Doch keine Wahlmöglichkeit?

An den Gymnasien hingegen seien die Befürworter an einer Hand abzuzählen, sagt Konzett: „Ich habe noch keinen AHS-Lehrer das neue Dienstrecht verteidigen hören.“ Dennoch würden die meisten nicht laut genug protestieren, viele sich nicht betroffen fühlen. Dabei soll die Entscheidungsfreiheit bis 2019 nicht ganz so sein, wie die Regierung sie formuliert hat. Schließlich arbeiten die meisten Junglehrer mit Zeitverträgen. Wer vor Fristablauf keinen unbefristeten Vertrag erhält, wird 2019 wohl automatisch nach neuem Dienstrecht angestellt werden. Viele Junglehrer können sich also keineswegs aussuchen, welches Dienstrecht sie bevorzugen.

Auch die Hierarchie zwischen jungen und älteren Lehrern könnte sich verstärken, befürchtet Konzett: „Das Klima im Konferenzzimmer wird nicht angenehmer, wenn manche mehr arbeiten müssen als andere.“

Den Lehrberuf aufzugeben kommt für ihn aber nicht in Frage: „Ich bin Lehrer. Aus vollem Herzen.“ Da kann es noch so sehr brodeln.
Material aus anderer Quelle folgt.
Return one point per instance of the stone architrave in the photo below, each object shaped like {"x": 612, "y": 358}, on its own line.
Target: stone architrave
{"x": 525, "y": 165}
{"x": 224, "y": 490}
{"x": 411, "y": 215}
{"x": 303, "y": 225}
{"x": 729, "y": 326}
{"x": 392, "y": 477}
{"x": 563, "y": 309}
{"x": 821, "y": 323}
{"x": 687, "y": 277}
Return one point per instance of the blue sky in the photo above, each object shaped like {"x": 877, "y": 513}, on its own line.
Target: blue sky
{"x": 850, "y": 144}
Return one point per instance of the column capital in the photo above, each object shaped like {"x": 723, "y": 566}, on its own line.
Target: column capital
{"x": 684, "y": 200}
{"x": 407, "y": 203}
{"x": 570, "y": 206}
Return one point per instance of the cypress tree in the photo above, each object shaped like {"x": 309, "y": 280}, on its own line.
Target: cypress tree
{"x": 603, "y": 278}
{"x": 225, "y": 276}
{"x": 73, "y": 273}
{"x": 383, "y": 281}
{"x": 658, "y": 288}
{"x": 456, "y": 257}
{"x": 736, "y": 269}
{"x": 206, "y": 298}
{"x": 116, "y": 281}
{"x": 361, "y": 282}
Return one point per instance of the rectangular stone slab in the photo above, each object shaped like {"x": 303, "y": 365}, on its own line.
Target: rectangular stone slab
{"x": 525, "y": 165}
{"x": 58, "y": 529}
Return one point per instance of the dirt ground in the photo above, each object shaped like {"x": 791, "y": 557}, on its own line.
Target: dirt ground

An AHS- und BMHS-Schulen sind am Donnerstag zwei Stunden Unterricht entfallen. In so genannten Dienststellen-Versammlungen wollen die Betriebsräte ihre Kollegen über die von der Regierung geplanten Änderungen im Lehrerdienstrecht informieren. Je nach Schulstandort finden die Veranstaltungen entweder in der Früh oder am Ende des Schultages statt; die Betreuung der Schüler bleibt gewährleistet. Wie etwa die protestierende „Initiative für ein faires Lehrerdienstrecht“ wollen die Lehrer-Gewerkschafter insbesondere die Eltern für ihre Anliegen gewinnen. Das Problem aus Sicht der AHS-Lehrer: Werden, wie im Dienstrecht vorgesehen, Lehrer verpflichtet, mehr in einer Klasse zu stehen, braucht das System insgesamt weniger Lehrer – und das schade der Qualität der Schulen.